Tom Temin: To the right. I guess the key here is that CMS has the tools in place to assess that they are getting the quality care they are paying for when it comes to a telesituation. Is that really where the crux of this whole question lies?

Erin Bliss: This is a very important dimension, making sure that the beneficiaries receive the care they need, of the quality that they need and of the value that we pay. But yes, quality issues, access issues, and program integrity issues and making sure that providers don’t take advantage of telehealth to defraud the system are all extremely important considerations. And so CMS and Congress, where legislative authority is needed, are trying to weigh all of these different factors for this current report to provide information on what types of services were being used, how many recipients were accessing them. Interestingly, even though we had this huge increase in the use of telehealth, overall recipients were still getting most of their health care in person. Thus, telehealth accounted for only 12% of total health care services in this first year of the pandemic. Our results therefore illustrate how telehealth could fit into this larger picture of health care delivery. For behavioral health, telehealth has become an essential way for recipients to access their care. But for other services, telehealth has simply helped recipients access care when they face certain barriers, but most of their care has remained in person and with their pre-existing providers.

Tom Temin: Of course, I guess if you have a condition that requires being touched by a practitioner or an instrument, you really need to be there. So far there is no way to do this robotically. And what do you think of what CMS thinks? I mean, how do they take the report? You didn’t really have any recommendations. You found a lot of facts about all this, what happens next for the CMS?

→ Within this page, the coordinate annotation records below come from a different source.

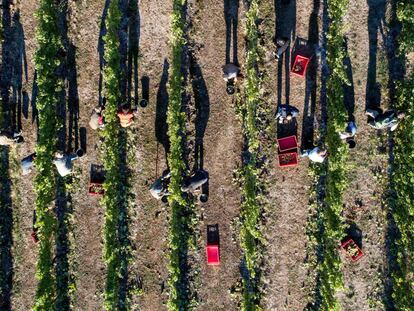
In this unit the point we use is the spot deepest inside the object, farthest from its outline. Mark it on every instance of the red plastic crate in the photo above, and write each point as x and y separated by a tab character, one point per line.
287	143
303	61
288	159
347	244
96	189
213	255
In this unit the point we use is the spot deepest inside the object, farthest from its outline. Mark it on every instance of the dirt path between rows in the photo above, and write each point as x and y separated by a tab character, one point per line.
364	206
214	24
289	187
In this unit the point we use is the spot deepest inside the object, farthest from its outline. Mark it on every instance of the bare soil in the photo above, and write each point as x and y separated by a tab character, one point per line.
218	132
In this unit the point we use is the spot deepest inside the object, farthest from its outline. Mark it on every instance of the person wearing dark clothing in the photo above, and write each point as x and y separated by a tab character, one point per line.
382	120
285	113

Erin Bliss: Exactly, well, CMS is very actively evaluating its policy options and determining what it should do to move forward. We hope this information will help provide them with useful information. As I mentioned earlier, this is part of a larger series and so our upcoming reports which focus on which recipients are using telehealth and how, which has implications for access and equity, as well as program integrity risks associated with some telehealth providers. We anticipate that we will have recommendations for CMS as a result of these reports.

Tom Temin: Yes because program integrity is a big ongoing issue for CMS because it’s the biggest payer of abusive payments and some of these sensational cases come to light from time to time. And I guess you don’t want it for telehealth.

Erin Bliss: Exactly. Program integrity is a widespread issue for in-person care as well as remote care options. It is important, however, to distinguish between telehealth fraud, which is fraud involving the billing of a telehealth service itself, and what we call “telehealth fraud”, which is really the use of a telemarketing-type tactic to commit essentially traditional acts. bread and butter fraud. Thus, in recent years, the OIG has conducted several large and high-profile telefraud investigations, where perpetrators were essentially cold calls to beneficiaries making a mock visit over the phone and then ordering unnecessary medical equipment or genetic testing. The fraud in these cases was aimed at the unnecessary charging of equipment and tests. For the most part, they were actually billing for the fake telehealth phone call.

Tom Temin: Alright Alright. They sure are creative, aren’t they, scammers?

Erin Bliss: Absolutely. And this scam even preceded the pandemic but unfortunately it continued.

Tom Temin: Alright, well, this next report will bring you back for that one. Erin Bliss is an assistant inspector general in the Department of Health and Human Services. Thank you very much for joining me.

Erin Bliss: Thanks Tom. Appreciate the opportunity.